Not when you consider that Italy was already much more infected before the United States, and before it was widely known that there was a serious problem. Thank you, China!

Are you for real? The gross error in the arithmetic of your OP produced numbers that were vastly more misleading in the opposite direction. And you’re doubling down on your “point”, even when it has been shown to you that the U.S. figures are between 10 and 80 times worse than the other countries cited even after adjusting for population size.

If I had posted this OP I’d be so embarrassed that I’d stop posting and just hope it dropped off the page quickly.

No, sir. That graphic is a superb example of the tripe we’re being fed in support of the lock down. I suggest you improve your manners.

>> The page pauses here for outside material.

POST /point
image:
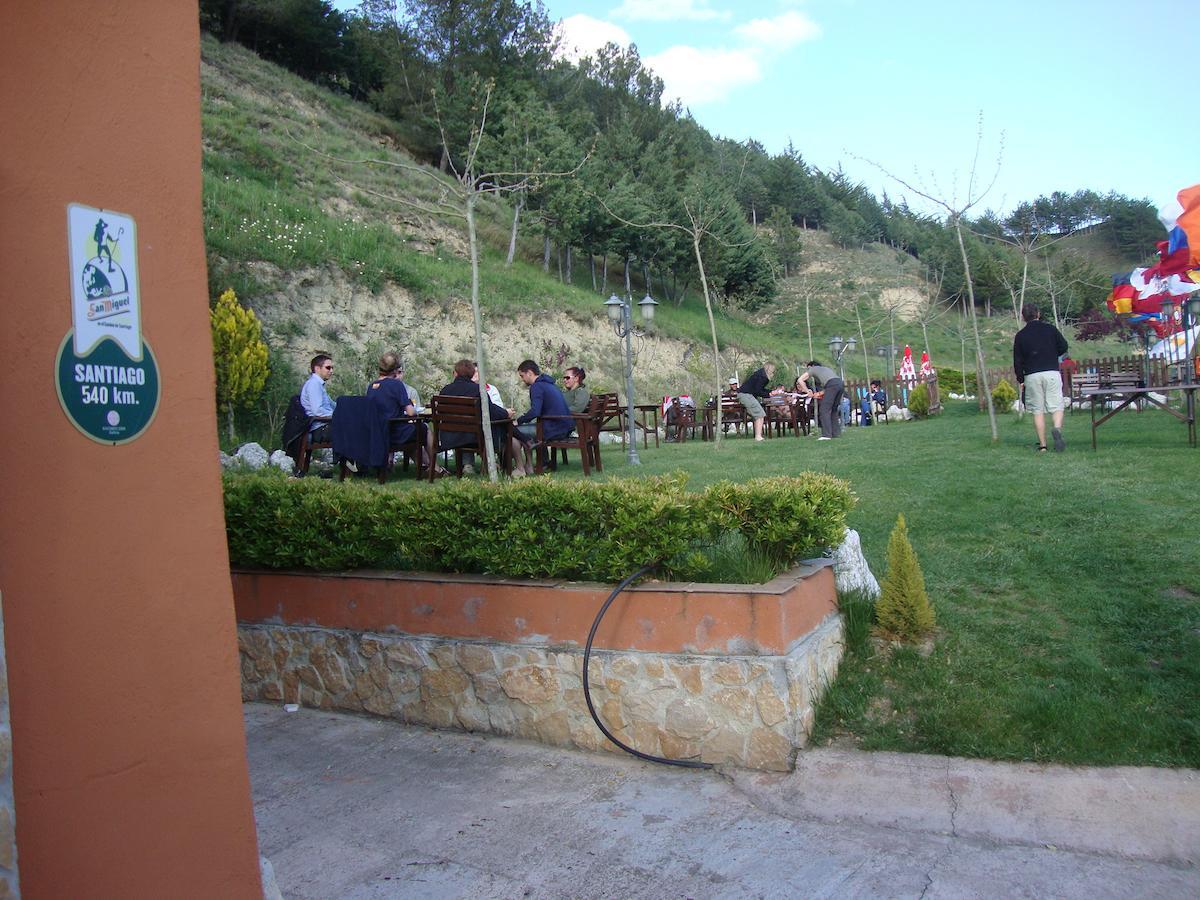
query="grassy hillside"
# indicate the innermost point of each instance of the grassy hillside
(317, 233)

I like Riemann’s manners just fine.

I suggest you improve your news sources. Mine always include the context- “compared to yesterday, over a week ago, etc”. Choose unbiased ones. I use NPR, the NYT, the CDC. I am sure other posters could suggest equally accurate, trustworthy and learned information sources. Please don’t choke at the purported ‘liberalism’ of my news sources. They won’t lie about the numbers-they could get called out and lose their reputations. Make your own conclusions from the numbers. I would suggest sitting down with someone who has taken a statistics course as you make those conclusions. You will look and sound the better for it.

I wish you well. Really I do. I also wish the rest of us well.

I have nothing more to add, that would just be divisive in these difficult times.

I just cannot understand you Chumba Wumba - first you bemoan figures from some Facebook page, a source that is not reliable and known for spreading false information, you then back up your assertion by citing a reliable source i.e Worldometer which supports your view of the Facebook page, BUT, you then go on to trash all data from all sources, you use poor maths when the figures are already cited on Worldometers and then you conclude the whole thing is some sort of plot. The information is available and yet you selectively quote or ignore it. Are you one of those people who try to obscure facts by citing bad sources and then trashing all sources? If you are unaware that this is what you are doing, look more carefully at your message and then look at the reliable sources, otherwise you risk damaging your own credibility

Yes, but the point is that you were wrong. Your calculations were incorrect. The US has a much higher infection rate, and that isn’t explained by its population.

The numbers actually ARE much higher, so your complaint that the info was misleading is incorrect.

If I was the author of that OP, I would BEG the moderators to close this thread. You might as well start a Great Debate thread proposing that 2+2=5.